Wir begleiten ihn im Film zu Anwesen mit langen Auffahrten, in denen Dienst- und Kindermädchen selbstverständlich sind. Vivian Maier verdiente ihren Lebensunterhalt als eines dieser Kindermädchen. Freilich machte sie mit den ihr anvertrauten Kindern andere Ausflüge als gemeinhin üblich, wenn sie mit ihnen etwa in die Slums der Stadt fuhr. Dabei ging es ihr mindestens so sehr um ihre Aufnahmen wie darum, den Kindern die andere, arme Seite der Stadt zu zeigen. Die leidenschaftliche Fotografin Viviane Meier war eine ebenso leidenschaftliche Sozialistin, Feministin und Filmliebhaberin.
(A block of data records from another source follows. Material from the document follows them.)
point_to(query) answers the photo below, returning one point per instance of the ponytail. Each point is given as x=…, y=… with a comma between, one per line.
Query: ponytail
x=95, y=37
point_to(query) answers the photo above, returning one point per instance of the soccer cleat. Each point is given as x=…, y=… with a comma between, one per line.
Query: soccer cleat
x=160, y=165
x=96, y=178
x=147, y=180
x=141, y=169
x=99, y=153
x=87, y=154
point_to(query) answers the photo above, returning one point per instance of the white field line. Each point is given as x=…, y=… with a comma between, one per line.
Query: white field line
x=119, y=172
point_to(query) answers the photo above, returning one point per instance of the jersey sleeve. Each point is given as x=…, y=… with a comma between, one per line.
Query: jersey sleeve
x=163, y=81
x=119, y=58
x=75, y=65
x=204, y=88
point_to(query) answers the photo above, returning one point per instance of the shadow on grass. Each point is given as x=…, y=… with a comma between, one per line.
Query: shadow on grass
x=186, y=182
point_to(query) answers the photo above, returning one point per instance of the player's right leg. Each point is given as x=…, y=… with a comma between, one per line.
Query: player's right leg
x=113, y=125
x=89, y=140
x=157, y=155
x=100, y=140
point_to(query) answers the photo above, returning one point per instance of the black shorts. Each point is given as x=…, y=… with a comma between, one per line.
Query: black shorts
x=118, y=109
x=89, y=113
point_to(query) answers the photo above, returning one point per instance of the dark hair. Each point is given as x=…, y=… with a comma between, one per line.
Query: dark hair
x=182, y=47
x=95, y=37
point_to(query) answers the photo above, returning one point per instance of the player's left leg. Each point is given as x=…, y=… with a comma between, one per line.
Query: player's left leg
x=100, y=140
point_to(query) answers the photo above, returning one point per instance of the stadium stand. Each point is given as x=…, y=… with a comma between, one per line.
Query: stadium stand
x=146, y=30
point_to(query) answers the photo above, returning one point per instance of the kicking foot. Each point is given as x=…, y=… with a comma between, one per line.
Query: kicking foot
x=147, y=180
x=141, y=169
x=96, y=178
Dank der Berichte und Dokumente, die John Maloof und sein Koregisseur Charlie Siskel zutage fördern, bekommt man im Lauf des Films ein ziemlich gutes Bild von der großgewachsenen Frau im Herrenjackett und in Herrenschuhen, die zweiäugige Rolleiflex immer um den Hals gehängt, die auf der Jagd nach Bildern auch mal die ihr anvertrauten Kinder einfach stehen ließ. Es war, so bekennen ihre früheren Zöglinge, nicht immer ein Vergnügen mit ihr. Denn sosehr sie Kinder liebte, so sehr konnte sie sie auch quälen. Immer eine eigenwillige Erscheinung, wurde sie im Lauf der Jahre zunehmend wunderlich.

Am Ende war sie eine zwanghafte Horterin, die ihre neuen Arbeitgeber mit zweihundert Umzugskisten überraschte und einem dicken Schloss vor ihrer Zimmertür. Denn der Inhalt der Kisten, darunter 8-mm-Filme, Tonbandaufnahmen und Fotonegative, war tabu. So gut wie nie ließ sie von ihren Negativen Kontakt- oder Papierabzüge machen. Die fehlenden Vintage-Prints führten denn auch Museumsbetrieb und Kunstmarkt als das große Manko ihres Werks gegen sie ins Feld, als es darum ging, Vivian Maier auszustellen und öffentlich bekannt zu machen. Doch dieses Argument führt eher zur Frage nach der grundsätzlichen Arroganz des Betriebs. Haben die Museen überhaupt noch das Personal und damit die Expertise, auf Entdeckungen adäquat zu reagieren? Oder haben sie diese Herausforderung längst an einen Kunstmarkt abgetreten, der Außenseiter wie John Maloff bei seinen Geschäften nicht dabeihaben will, und gehe das auch zu Lasten eines herausragenden Werks.

■ „Finding Vivian Maier“. Buch und Regie: John Maloof & Charlie Siskel. USA 2013, 84 Min.